One important right users have under the CPRA is the ability to limit a business’ use of sensitive personal information. This means that you’ll want to label sensitive personal information and non-sensitive personal information in order to distinguish between the two.
For the businesses that have already identified out personal information, your business can simply focus on separating the sensitive personal information from the rest of the group. Additionally, if you have dealt with the General Data Protection Regulation (GDPR, the European Union’s cousin to the CCPA and CPRA) you’ve probably already identified most of the sensitive personal information your business collects.
2. Revisit Your Contracts
If your company participates in any advertising (whether as an advertiser, publisher, or a technology company), it may be time to update your business agreements. The CPRA now makes this crystal clear: sharing personal information for purposes of “cross-contextual behavioral advertising” is subject to opt out requests (see CPRA Section 1798.140(ah)). This update covers most activity related to targeted digital advertising, which typically involves targeting users based on activity “across businesses, distinctly-branded websites, applications or services, other than the business, distinctly-branded website, application or service with which the consumer intentionally interacts” (see CPRA Section 1798.140(k)).
Some businesses may already include personal information received or shared for purposes of cross-contextual advertising as part of an opt-out request. Many others have been able to avoid this requirement by treating certain advertising partners as “service providers” as defined by CCPA. However, the CPRA does not include this option, as it clarifies that such advertising partners are not considered service provider (CPRA Section 1798.140(e)(6)).
That’s why you should start reviewing existing contracts or drafting new ones to re-classify relevant partners and to make sure both your business and your business partners can perform services as intended. This could involve removing limitations on data use to steer clear of unnecessary restrictions on data or better protecting data by adding new requirements.
3. Update Your Privacy Notices
With broader limitations on how data can be used, the CPRA also expands what needs to be covered in your business’ privacy notices. This includes outlining the categories of sensitive personal information your business collects and how such data is used. And if your business previously did not consider data shared for cross-contextual advertising to be a “sale” of data under the CCPA, guess again. Your business will now have to disclose that it does sell or share personal information assuming it actually engages in such activities.

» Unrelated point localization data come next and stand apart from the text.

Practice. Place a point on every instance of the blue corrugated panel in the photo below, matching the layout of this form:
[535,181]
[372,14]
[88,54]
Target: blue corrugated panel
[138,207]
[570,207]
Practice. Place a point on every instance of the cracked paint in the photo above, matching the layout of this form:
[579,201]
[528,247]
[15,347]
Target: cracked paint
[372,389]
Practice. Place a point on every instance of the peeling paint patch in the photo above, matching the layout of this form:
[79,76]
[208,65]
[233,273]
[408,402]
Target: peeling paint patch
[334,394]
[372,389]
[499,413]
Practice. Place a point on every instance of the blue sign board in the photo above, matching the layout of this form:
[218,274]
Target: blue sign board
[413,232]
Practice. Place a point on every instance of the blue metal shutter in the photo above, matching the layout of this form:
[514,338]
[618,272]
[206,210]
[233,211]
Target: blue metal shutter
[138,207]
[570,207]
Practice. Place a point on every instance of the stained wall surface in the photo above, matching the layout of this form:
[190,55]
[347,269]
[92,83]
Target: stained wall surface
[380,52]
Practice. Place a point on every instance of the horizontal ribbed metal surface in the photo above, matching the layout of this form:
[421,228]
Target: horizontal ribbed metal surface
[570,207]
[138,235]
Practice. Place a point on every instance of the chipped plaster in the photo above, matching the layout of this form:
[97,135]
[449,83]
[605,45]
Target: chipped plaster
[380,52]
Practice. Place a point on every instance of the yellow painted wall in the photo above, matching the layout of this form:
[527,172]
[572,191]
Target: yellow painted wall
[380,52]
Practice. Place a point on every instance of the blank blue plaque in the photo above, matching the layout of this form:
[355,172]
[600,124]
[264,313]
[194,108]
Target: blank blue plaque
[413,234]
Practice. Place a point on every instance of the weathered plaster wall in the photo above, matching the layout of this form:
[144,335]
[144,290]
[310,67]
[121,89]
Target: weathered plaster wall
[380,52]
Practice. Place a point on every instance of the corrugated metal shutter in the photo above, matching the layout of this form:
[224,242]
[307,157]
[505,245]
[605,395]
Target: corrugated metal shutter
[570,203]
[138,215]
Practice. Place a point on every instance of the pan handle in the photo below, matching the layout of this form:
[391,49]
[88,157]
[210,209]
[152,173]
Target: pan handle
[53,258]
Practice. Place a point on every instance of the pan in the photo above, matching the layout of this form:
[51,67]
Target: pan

In addition, you’ll want to highlight new rights or policies your business needs to implement under the CPRA, which includes a consumer’s right to correct their information and details on how long you retain the personal information you collect from consumers. For those who already dealt with the GDPR, your business may have already incorporated the same disclosures in your company privacy notices so you’re ahead of the curve.
4. Identify Privacy-Safe Partners
With the additional constraints that CPRA imposes on the use of third-party data and sensitive personal information as described above, your business may need to get creative about how it uses and sources its data.
Luckily, you don’t have to do this alone. Finding the right business partners and vendors can help your business. For example, in this digital, data-driven world, you’ll find that working with businesses that have access to first-party data may increase the likelihood that consents or opt-ins were obtained in collecting sensitive data. Alternatively, you may find business pioneers who are able to minimize the use of personal information (including sensitive personal information) by relying on de-identified data and thus can mitigate the effects of opt-outs.
By identifying and connecting with business partners who come up with these kinds of innovative solutions, you may find that your business can do a little less of the work and, instead, focus on growth.